- What if a star was a grain of sand?
In his lecture series on Cosmology (see my Education page), Professor Mark Whittle helps people visual how many stars are in the galaxy by describing how big a box you would need to hold them, if each star was the size of a grain of sand. He did not provide the underlying math, so I attempted to derive the result and found the following:
If you assume that the Milky Way has 300 billion stars in it (current estimates are 200-400 billion), and you make each of them the size of an average grain of sand (0.25mm in diameter), and throw them into a box, you would need a box that is almost 4 cubic meters in volume. That is a cube having dimensions of 1.6 meters (5.2 feet) on a side...filled to the top with our "sand stars"!
Let's expand this model to the entire universe and assume that there are approximately 300 billion galaxies out there (probably in the right order of magnitude), with an average star population of our Milky Way (which is considered fairly average). If you turned all those stars into sand, you would need a box with a volume of just under 1,200 cubic kilometers to hold all those stars. That translates to a cube having dimension of ~10.6 kilometers (~6.6 miles) on a side!

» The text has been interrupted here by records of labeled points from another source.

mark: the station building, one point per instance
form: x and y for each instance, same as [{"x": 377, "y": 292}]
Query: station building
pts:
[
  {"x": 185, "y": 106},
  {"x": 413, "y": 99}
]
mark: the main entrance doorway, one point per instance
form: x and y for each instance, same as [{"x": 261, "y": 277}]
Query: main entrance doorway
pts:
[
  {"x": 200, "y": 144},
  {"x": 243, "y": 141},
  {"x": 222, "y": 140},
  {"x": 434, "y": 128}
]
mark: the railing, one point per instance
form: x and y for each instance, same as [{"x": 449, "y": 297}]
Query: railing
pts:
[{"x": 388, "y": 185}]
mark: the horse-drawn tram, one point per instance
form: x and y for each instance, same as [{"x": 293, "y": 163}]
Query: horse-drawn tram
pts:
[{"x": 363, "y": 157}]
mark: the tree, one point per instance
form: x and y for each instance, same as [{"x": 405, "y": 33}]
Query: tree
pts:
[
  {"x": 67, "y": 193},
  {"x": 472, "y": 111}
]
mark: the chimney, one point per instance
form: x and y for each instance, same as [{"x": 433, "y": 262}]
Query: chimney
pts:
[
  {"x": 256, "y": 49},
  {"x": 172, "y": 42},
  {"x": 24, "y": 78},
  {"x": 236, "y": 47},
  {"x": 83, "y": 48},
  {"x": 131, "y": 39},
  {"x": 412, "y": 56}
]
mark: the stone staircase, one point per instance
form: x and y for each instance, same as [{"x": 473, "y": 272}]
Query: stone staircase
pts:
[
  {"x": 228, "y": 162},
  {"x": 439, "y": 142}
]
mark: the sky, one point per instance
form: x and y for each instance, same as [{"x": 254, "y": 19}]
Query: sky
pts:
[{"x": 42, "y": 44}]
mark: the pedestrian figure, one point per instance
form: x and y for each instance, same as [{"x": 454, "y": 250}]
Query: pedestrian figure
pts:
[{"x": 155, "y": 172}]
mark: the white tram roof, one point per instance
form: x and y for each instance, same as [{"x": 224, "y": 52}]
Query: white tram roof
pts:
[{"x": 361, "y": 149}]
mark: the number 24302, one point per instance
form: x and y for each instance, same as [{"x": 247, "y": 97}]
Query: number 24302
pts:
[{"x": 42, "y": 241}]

P.S. In his lecture, Professor Whittle said our galaxy - filled with "sand stars" - would fit in a cube that is 1 meter on a side. As to why my calculation is a bit larger, my guess is he may - more accurately - not have assumed uniformly sized spheres (since actual stars vary in size), allowing the smaller stars to pack a bit more neatly among the voids of the bigger stars and improving volume efficiency in his model. Still, we're in the same ballpark!